Michigan Secretary of State Jocelyn Benson is overseeing the process, and says it’s important not just to have a large number of people applying, but that the applications are representative of the state’s population.
“Really, my goal is not just quantity but also representation throughout the state,” said Benson, ”making sure than citizens from every corner of the state from the Upper Peninsula to Hillsdale to Grand Rapids to Detroit feel that they want to apply and be a part of this.”
Click on the player above to hear MichMash break down the selection process.
Who can apply and serve?
There are a few restrictions when it comes to who can serve on the new redistricting commission.
You must be an eligible and registered voter, which means you must also be at least 18 years old to serve.
In the last six years, you cannot have been:
- A declared candidate for partisan office on the local, state.
- An elected official to partisan federal, state, or local office.
- An officer or member of the governing body of a national, state, or local political party.
- A paid consultant or employee of a federal, state, or local elected official or political candidate, of a federal, state, or local political candidate’s campaign, or of a political action committee
- An employee of the legislature.
- Any person who is registered as a lobbyist agent with the Michigan bureau of elections, or any employee of such person.
- An unclassified state employee who is exempt from classification in state civil service pursuant to article XI, section 5 of the Michigan Constitution, except for employees of courts of record, employees of the state institutions of higher education, and persons in the armed forces of the state.
You can also not be a parent, stepparent, child, stepchild, or spouse of any individual disqualified under those restrictions listed above.
Finally, you cannot be otherwise disqualified for appointed or elected office by the state constitution.
If you’re not disqualified under any of those categories, you’re in good shape to apply.
What you don’t need to apply is any specific background, education, or experience. Other than those disqualifying factors above, the state is really looking for anyone and everyone to apply. Your résumé is not important if you’re a registered voter without those kinds of political ties.
How will the commissioners be selected?
The state will accept applications until June 1, 2020. At that point, an independent accounting firm will randomly select 200 people from the pool of applications. The firm will also post their methodology for randomly selecting those people online for the sake of transparency.

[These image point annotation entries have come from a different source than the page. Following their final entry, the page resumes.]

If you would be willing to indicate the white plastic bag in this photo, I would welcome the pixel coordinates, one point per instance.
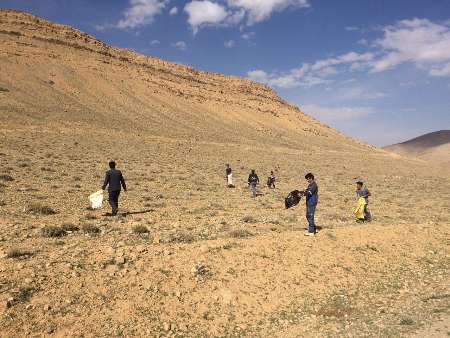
(96, 199)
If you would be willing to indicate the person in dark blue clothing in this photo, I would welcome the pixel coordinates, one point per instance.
(115, 181)
(312, 197)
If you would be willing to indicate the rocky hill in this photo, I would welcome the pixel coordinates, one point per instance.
(187, 256)
(433, 148)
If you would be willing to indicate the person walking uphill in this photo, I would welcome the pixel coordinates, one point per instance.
(363, 193)
(229, 176)
(253, 181)
(115, 181)
(312, 198)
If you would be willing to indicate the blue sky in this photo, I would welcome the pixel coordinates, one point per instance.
(378, 70)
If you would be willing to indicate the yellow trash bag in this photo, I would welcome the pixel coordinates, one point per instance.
(359, 210)
(96, 199)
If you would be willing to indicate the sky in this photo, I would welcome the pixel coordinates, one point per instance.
(377, 70)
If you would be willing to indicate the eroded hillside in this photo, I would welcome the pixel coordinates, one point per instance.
(187, 256)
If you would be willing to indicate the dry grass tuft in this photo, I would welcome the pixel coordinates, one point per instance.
(53, 231)
(70, 227)
(240, 233)
(90, 229)
(41, 210)
(18, 253)
(140, 229)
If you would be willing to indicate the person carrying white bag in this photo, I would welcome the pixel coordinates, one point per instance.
(96, 199)
(115, 181)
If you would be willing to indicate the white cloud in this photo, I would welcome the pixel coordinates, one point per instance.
(336, 113)
(441, 71)
(204, 12)
(234, 12)
(141, 13)
(317, 73)
(358, 93)
(229, 44)
(181, 45)
(419, 41)
(260, 10)
(173, 11)
(248, 35)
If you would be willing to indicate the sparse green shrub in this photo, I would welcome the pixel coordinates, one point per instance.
(70, 227)
(406, 321)
(90, 229)
(53, 231)
(181, 237)
(6, 178)
(240, 233)
(249, 219)
(24, 294)
(140, 229)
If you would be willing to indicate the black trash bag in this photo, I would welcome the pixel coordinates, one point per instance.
(292, 199)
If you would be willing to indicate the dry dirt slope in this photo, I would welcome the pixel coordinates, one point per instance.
(213, 262)
(434, 148)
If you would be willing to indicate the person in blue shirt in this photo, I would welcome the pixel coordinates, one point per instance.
(312, 197)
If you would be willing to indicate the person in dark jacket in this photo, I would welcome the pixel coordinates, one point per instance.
(253, 181)
(229, 176)
(312, 197)
(271, 180)
(115, 181)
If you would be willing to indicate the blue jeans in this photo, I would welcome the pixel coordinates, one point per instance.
(310, 210)
(114, 201)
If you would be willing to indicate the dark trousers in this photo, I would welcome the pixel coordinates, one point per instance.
(114, 200)
(310, 211)
(367, 215)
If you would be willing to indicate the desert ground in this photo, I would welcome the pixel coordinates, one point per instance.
(187, 256)
(433, 148)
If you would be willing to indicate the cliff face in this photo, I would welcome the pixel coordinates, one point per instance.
(53, 73)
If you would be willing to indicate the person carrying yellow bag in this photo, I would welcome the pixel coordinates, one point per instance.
(362, 212)
(359, 210)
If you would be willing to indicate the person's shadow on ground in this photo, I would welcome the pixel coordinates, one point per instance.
(126, 213)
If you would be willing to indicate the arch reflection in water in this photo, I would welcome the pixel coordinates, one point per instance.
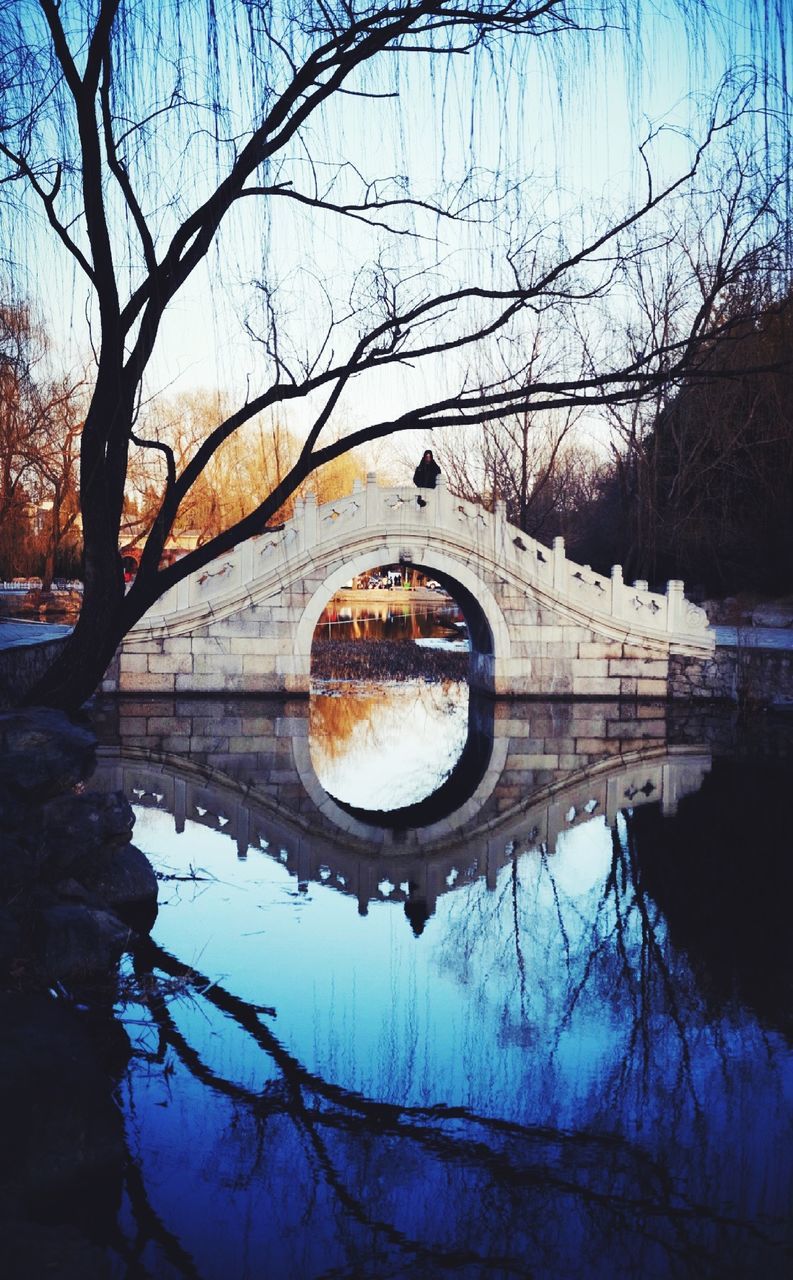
(390, 746)
(533, 772)
(540, 1082)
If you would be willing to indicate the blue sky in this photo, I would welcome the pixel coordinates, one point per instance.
(567, 129)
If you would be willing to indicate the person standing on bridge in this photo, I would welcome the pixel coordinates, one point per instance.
(425, 475)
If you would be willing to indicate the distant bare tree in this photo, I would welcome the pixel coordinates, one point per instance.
(143, 132)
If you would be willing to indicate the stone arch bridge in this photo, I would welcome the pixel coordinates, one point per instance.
(539, 624)
(244, 768)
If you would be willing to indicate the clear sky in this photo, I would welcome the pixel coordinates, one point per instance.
(562, 122)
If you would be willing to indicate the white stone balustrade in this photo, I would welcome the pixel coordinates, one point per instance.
(260, 602)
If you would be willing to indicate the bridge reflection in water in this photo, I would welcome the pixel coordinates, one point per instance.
(526, 775)
(580, 1066)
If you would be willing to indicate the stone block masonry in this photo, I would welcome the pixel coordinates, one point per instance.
(540, 625)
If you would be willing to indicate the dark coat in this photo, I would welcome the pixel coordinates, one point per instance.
(426, 474)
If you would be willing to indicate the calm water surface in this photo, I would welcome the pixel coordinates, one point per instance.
(548, 1033)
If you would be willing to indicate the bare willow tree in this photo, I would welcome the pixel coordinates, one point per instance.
(142, 133)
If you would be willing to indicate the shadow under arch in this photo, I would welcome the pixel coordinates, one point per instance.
(461, 785)
(486, 625)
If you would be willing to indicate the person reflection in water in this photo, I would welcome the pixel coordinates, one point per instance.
(425, 475)
(416, 909)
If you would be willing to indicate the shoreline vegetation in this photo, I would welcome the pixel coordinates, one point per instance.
(385, 659)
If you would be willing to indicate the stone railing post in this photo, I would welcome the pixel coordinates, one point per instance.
(675, 600)
(246, 562)
(559, 565)
(499, 526)
(311, 522)
(371, 501)
(617, 590)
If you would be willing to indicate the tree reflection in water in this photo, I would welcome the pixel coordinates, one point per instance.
(390, 746)
(537, 1086)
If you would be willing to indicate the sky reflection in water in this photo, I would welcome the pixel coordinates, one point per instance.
(392, 745)
(540, 1083)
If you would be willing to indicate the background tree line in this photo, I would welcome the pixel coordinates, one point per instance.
(695, 485)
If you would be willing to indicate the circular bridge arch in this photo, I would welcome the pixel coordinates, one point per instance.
(487, 629)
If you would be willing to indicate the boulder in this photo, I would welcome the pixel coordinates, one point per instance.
(74, 826)
(123, 878)
(81, 941)
(42, 752)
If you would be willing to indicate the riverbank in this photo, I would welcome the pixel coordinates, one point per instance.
(385, 659)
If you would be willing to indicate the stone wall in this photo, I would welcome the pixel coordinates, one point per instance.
(746, 675)
(243, 767)
(540, 625)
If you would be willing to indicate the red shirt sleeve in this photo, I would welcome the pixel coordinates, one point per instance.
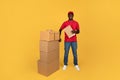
(63, 26)
(77, 26)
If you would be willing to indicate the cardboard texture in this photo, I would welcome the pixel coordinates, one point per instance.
(47, 69)
(56, 37)
(47, 46)
(47, 35)
(68, 31)
(48, 57)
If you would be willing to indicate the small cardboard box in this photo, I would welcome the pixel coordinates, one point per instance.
(47, 35)
(49, 57)
(47, 69)
(68, 31)
(47, 46)
(56, 35)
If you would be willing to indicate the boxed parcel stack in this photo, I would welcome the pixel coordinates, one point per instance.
(49, 52)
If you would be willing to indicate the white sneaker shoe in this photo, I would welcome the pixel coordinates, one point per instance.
(77, 67)
(64, 67)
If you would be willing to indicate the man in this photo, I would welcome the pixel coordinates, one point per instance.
(70, 42)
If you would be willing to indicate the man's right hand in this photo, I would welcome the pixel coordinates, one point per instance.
(60, 40)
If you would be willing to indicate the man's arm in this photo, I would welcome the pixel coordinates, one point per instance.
(60, 30)
(76, 31)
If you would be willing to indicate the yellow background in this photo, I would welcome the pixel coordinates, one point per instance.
(98, 43)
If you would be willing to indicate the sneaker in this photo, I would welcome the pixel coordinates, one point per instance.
(64, 67)
(77, 67)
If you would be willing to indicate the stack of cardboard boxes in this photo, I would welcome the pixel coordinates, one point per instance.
(49, 52)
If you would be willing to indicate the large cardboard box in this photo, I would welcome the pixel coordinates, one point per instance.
(49, 57)
(56, 37)
(68, 31)
(47, 46)
(47, 68)
(47, 35)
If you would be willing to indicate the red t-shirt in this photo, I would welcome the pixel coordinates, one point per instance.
(74, 25)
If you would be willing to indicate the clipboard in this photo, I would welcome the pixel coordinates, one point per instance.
(68, 31)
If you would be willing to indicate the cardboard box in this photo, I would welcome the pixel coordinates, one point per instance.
(47, 35)
(47, 46)
(56, 37)
(47, 69)
(68, 31)
(48, 57)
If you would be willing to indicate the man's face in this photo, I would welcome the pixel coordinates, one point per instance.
(70, 16)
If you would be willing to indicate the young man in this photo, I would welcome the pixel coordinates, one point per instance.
(70, 42)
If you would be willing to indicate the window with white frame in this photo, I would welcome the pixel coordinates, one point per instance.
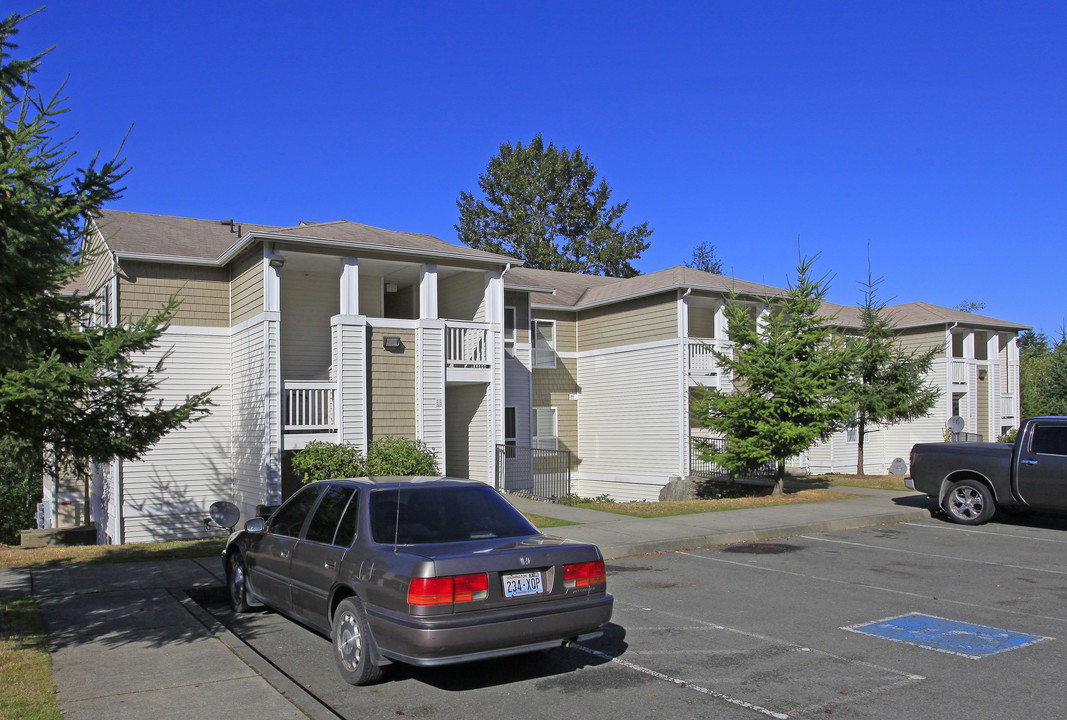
(544, 429)
(509, 332)
(543, 333)
(853, 429)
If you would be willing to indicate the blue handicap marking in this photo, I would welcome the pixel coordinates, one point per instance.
(946, 636)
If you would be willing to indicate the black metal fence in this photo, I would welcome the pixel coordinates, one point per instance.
(711, 469)
(543, 475)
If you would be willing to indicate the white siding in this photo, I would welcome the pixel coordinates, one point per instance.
(250, 418)
(630, 410)
(350, 348)
(308, 302)
(165, 495)
(884, 444)
(430, 406)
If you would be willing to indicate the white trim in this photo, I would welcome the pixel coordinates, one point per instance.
(554, 347)
(620, 477)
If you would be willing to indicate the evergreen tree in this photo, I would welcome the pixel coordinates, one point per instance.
(888, 383)
(703, 258)
(67, 383)
(789, 376)
(545, 206)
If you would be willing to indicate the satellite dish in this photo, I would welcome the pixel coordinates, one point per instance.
(225, 514)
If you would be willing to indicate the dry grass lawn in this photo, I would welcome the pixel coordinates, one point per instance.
(27, 691)
(874, 481)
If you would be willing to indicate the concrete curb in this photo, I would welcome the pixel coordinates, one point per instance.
(617, 552)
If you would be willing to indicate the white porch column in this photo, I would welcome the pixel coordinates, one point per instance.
(721, 324)
(428, 292)
(350, 286)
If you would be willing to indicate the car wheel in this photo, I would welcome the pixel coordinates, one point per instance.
(351, 635)
(237, 581)
(969, 502)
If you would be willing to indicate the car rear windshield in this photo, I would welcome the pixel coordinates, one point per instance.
(420, 515)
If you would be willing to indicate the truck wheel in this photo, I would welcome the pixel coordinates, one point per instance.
(969, 502)
(351, 636)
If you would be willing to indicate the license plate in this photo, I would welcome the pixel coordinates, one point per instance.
(518, 585)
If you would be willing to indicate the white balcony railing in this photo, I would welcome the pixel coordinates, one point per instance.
(466, 347)
(959, 372)
(701, 357)
(308, 406)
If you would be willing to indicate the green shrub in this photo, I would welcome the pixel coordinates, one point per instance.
(322, 461)
(386, 456)
(399, 456)
(20, 482)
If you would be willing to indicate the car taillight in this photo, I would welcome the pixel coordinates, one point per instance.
(584, 574)
(448, 590)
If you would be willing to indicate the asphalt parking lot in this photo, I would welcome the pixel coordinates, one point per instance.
(922, 619)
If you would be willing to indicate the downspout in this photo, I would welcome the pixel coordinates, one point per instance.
(683, 420)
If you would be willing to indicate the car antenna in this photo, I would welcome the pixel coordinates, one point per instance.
(396, 525)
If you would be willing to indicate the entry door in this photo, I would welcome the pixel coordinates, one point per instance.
(1042, 467)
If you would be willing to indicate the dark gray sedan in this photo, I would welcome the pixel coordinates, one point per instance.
(426, 571)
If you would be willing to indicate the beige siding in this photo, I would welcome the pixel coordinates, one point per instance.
(247, 286)
(632, 406)
(521, 302)
(922, 339)
(308, 301)
(168, 492)
(466, 429)
(144, 287)
(462, 297)
(392, 381)
(553, 388)
(250, 417)
(632, 322)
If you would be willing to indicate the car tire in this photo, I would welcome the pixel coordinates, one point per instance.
(352, 644)
(237, 582)
(969, 502)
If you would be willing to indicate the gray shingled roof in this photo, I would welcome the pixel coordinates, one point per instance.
(193, 239)
(576, 291)
(919, 315)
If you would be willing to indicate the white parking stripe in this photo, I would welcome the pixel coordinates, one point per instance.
(970, 530)
(684, 684)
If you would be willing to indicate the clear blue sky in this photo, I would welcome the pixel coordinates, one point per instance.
(935, 131)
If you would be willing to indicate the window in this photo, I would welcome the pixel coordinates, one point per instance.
(323, 525)
(509, 332)
(543, 333)
(544, 429)
(509, 427)
(1049, 440)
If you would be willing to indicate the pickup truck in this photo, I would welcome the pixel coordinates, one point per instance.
(971, 480)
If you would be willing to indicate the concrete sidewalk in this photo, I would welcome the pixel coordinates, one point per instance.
(127, 641)
(622, 536)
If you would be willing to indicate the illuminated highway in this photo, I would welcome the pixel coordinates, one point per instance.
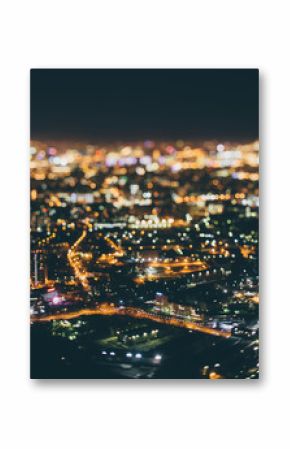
(132, 312)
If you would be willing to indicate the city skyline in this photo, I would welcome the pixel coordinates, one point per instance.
(144, 251)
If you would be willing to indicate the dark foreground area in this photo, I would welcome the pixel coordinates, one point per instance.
(124, 348)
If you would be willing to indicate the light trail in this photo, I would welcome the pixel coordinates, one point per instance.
(75, 262)
(108, 309)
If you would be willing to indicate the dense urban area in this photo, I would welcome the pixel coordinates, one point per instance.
(144, 260)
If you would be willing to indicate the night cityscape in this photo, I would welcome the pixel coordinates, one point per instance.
(144, 254)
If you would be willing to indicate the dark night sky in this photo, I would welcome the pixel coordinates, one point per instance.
(96, 105)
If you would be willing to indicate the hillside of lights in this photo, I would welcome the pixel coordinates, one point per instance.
(144, 259)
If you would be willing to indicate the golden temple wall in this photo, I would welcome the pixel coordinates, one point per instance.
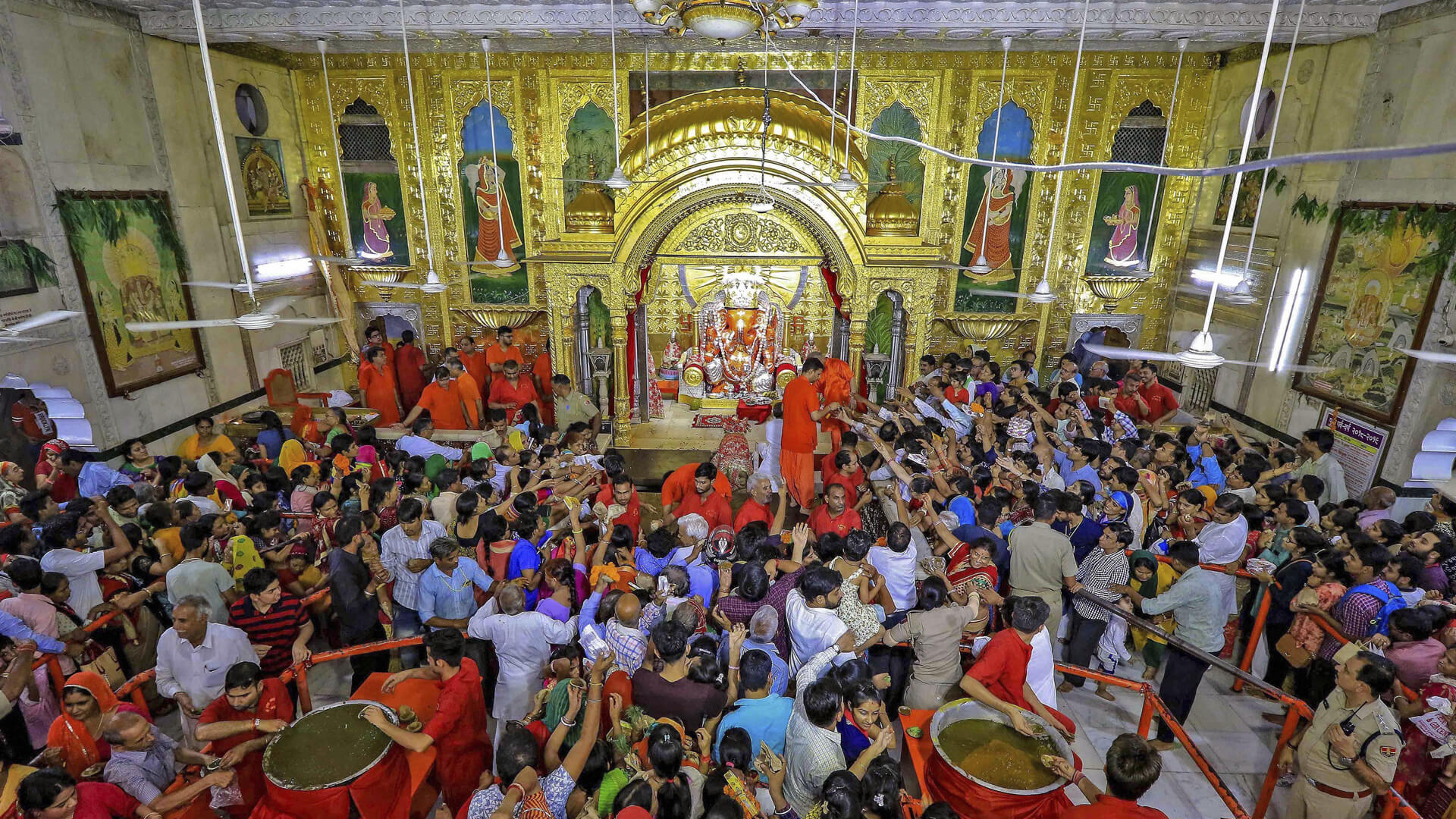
(948, 93)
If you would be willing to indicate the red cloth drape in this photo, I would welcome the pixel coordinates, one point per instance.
(832, 284)
(944, 783)
(382, 793)
(637, 302)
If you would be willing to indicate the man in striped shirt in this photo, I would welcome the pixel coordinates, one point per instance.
(273, 618)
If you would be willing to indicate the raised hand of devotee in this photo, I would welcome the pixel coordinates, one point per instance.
(375, 716)
(1059, 767)
(1021, 723)
(392, 681)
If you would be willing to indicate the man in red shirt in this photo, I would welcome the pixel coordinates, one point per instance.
(999, 675)
(1161, 401)
(705, 500)
(511, 392)
(683, 482)
(835, 515)
(239, 725)
(622, 493)
(459, 723)
(801, 414)
(410, 369)
(1131, 767)
(444, 401)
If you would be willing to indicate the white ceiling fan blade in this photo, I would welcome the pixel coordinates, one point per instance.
(1001, 293)
(382, 283)
(1291, 368)
(156, 327)
(50, 316)
(1126, 353)
(1429, 354)
(309, 321)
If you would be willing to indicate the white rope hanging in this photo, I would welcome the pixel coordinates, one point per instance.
(1163, 156)
(1310, 158)
(1238, 175)
(1044, 287)
(501, 203)
(982, 265)
(419, 167)
(221, 148)
(1242, 289)
(846, 181)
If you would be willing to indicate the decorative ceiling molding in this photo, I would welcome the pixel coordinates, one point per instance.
(571, 25)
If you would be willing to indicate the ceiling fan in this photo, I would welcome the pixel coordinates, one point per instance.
(264, 314)
(1199, 356)
(12, 334)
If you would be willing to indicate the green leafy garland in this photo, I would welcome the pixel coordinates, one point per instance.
(24, 257)
(109, 218)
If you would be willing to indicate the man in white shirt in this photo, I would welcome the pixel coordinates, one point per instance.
(64, 538)
(193, 661)
(405, 553)
(419, 442)
(813, 623)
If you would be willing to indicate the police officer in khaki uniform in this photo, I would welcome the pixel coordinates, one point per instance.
(1347, 754)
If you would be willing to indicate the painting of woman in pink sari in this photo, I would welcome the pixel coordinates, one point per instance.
(1122, 246)
(376, 235)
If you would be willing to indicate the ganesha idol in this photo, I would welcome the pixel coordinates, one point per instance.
(740, 353)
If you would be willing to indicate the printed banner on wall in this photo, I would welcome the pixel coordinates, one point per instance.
(1359, 449)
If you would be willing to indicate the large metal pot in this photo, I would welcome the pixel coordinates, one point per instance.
(303, 720)
(960, 710)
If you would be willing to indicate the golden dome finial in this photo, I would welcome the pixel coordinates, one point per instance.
(592, 210)
(892, 213)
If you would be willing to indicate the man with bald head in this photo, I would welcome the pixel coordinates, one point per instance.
(145, 761)
(523, 643)
(1378, 502)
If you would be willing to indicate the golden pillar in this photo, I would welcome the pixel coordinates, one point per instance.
(622, 384)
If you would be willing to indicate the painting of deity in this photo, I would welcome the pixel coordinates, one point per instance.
(372, 188)
(896, 121)
(487, 168)
(131, 265)
(1125, 223)
(265, 188)
(1248, 191)
(996, 207)
(588, 140)
(1378, 289)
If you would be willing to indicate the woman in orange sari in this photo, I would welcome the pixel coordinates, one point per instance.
(74, 739)
(378, 387)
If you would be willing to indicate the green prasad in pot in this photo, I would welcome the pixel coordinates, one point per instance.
(998, 755)
(325, 746)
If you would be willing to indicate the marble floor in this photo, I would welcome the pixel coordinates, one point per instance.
(1226, 727)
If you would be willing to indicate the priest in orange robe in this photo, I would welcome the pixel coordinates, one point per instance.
(378, 387)
(835, 390)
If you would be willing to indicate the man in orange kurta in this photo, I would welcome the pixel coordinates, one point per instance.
(801, 416)
(473, 398)
(683, 483)
(378, 387)
(511, 392)
(444, 401)
(410, 369)
(473, 360)
(503, 352)
(835, 390)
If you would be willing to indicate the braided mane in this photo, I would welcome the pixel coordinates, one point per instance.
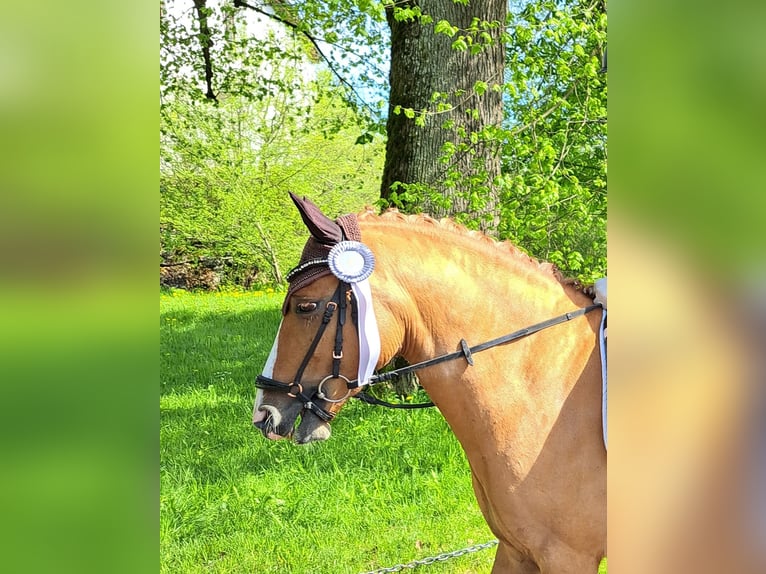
(423, 221)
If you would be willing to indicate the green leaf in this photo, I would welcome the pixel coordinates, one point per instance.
(444, 27)
(460, 44)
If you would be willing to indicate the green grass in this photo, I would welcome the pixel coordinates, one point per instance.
(387, 488)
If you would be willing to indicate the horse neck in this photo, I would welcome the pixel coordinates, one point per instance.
(450, 286)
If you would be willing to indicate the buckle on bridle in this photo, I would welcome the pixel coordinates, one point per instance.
(295, 394)
(324, 397)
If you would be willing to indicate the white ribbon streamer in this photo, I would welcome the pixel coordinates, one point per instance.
(369, 336)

Of those 200, up to 20 can be struck from the process by the state Legislature’s majority and minority leaders. Each party’s leaders in the state House and Senate can get rid of up to five people from the process.
Of that group, 13 people will be randomly selected to serve on the commission, which will be made up of four Republicans, four Democrats, and five independents.
What else do you need to know before applying?
You will need to have your application notarized. The Michigan Secretary of State’s office says it has notary publics available at all branch offices across the state notarizing applications for free.
If you end up serving on the commission, you get compensated for your work. Commissioners will be paid $40,000.
Even if you don’t seek out an application to serve on the commission, there’s a chance you might get an application sent to your mailbox. Benson says she’ll be sending out “quite a few” applications randomly across the state.